Red Hat Bugzilla – Bug 251368
rpc.mountd crashes with particular netgroup setup
Last modified: 2007-11-30 17:12:12 EST
+++ This bug was initially created as a clone of Bug #250609 +++
+++ This bug was initially created as a clone of Bug #250594 +++
Escalated to Bugzilla from IssueTracker
-- Additional comment from firstname.lastname@example.org on 2007-08-02 07:51 EST --
Description of problem:
rpc.mountd crashes with particular netgroup setup
We have a particular setup for nfs using netgroups on a
large clustered NFS server with many home directories.
Every user has a netgroup of its own and we use member
netgroups to customize exports for each home directory
to sets of machines.
One particular research groups has machines where over 150
home directories and other NFS shares exported via
netgroups are accessible.
This crashes rpc.mountd. We have
located the bug in function auth_authenticate_internal()
in utils/mountd/auth.c in the source for the
RHEL4 nfs-utils-1.0.6-80 RPM. Here are lines 77 to 84:
my_client.m_naddr = 0;
my_client.m_addrlist = caller->sin_addr;
n = client_compose(caller->sin_addr);
*error = unknown_host;
The problem is that my_client.m_hostname is only 1024 bytes
large, strcpy and not strncpy is used and that the string
returned by client_compose() in our case is over 1024
characters long. The call to strcpy corrupts memory.
The bug is still present in the upstream source at
http://linux-nfs.org/ and thuss affects also RHEL5.
This event sent from IssueTracker by sprabhu [SEG - Storage]

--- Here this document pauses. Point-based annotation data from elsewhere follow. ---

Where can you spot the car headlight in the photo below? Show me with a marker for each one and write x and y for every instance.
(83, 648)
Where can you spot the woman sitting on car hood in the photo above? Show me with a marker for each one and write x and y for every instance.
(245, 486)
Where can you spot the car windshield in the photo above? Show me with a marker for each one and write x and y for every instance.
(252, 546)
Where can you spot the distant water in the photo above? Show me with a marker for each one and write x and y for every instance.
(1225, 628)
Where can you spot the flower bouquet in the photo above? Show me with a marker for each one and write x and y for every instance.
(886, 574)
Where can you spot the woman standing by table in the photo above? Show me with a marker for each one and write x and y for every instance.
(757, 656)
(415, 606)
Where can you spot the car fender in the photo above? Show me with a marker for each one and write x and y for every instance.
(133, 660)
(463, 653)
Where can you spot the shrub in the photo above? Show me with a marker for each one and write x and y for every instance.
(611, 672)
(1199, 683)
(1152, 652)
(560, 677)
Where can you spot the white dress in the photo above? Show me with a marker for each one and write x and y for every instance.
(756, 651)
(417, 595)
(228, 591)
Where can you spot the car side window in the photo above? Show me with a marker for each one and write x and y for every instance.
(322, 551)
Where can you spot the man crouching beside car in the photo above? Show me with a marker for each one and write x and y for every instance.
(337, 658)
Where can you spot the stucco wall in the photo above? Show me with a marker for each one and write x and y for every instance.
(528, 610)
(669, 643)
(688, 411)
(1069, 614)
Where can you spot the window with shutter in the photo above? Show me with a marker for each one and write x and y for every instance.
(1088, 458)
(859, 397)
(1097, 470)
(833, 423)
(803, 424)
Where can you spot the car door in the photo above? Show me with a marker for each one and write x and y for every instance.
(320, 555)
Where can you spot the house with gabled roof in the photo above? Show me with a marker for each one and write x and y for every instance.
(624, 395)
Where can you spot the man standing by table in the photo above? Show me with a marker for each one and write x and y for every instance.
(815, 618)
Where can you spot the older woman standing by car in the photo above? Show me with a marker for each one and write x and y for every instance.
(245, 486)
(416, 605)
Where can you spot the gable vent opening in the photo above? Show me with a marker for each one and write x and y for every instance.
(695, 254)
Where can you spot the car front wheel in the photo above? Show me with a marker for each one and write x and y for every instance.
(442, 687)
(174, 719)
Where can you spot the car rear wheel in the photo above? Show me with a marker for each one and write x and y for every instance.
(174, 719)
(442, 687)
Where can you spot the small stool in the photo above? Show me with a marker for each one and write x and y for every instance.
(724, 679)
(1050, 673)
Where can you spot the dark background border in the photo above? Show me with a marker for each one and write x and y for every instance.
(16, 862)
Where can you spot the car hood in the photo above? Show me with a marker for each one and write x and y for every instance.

-- Additional comment from email@example.com on 2007-08-02 09:12 EST --
Fixing this will take more than just changing this to strncpy. We could (and
maybe should) trivially do that, but we'll still have artificial limits due to
the string length. The ideal thing would be to eliminate the need for this
concatenated string entirely. Unfortunately, my last effort at this was shot
down upstream by Neil B (for good reason -- it didn't work the way it needed
to). I'll have look again at this code and see if we can do it in a way that
takes care of Neil's objections.
Cloning for fedora to track upstream work...
Created attachment 160915 [details]
patch 1 -- make m_hostname a dynamically allocated string
This patch just makes it so that m_hostname is a dynamically allocated string,
rather than a fixed length array of NFSCLNT_IDMAX.
Created attachment 160916 [details]
patch 2 -- make e_hostname a dynamically allocated string
This makes the exportent.e_hostname a dynamically allocated string. This needs
to be done since we copy m_hostname into it in some places.
Created attachment 160917 [details]
patch3 -- make a client_resolve function and have client_compose take a hostent
This patch may not be strictly needed, but it should get rid of one set of
hostname resolution from the auth_authenticate codepath. Rather than resolving
the name in auth_authenticate and then doing it again in client_compose, we
just use reuse the first one in client_compose.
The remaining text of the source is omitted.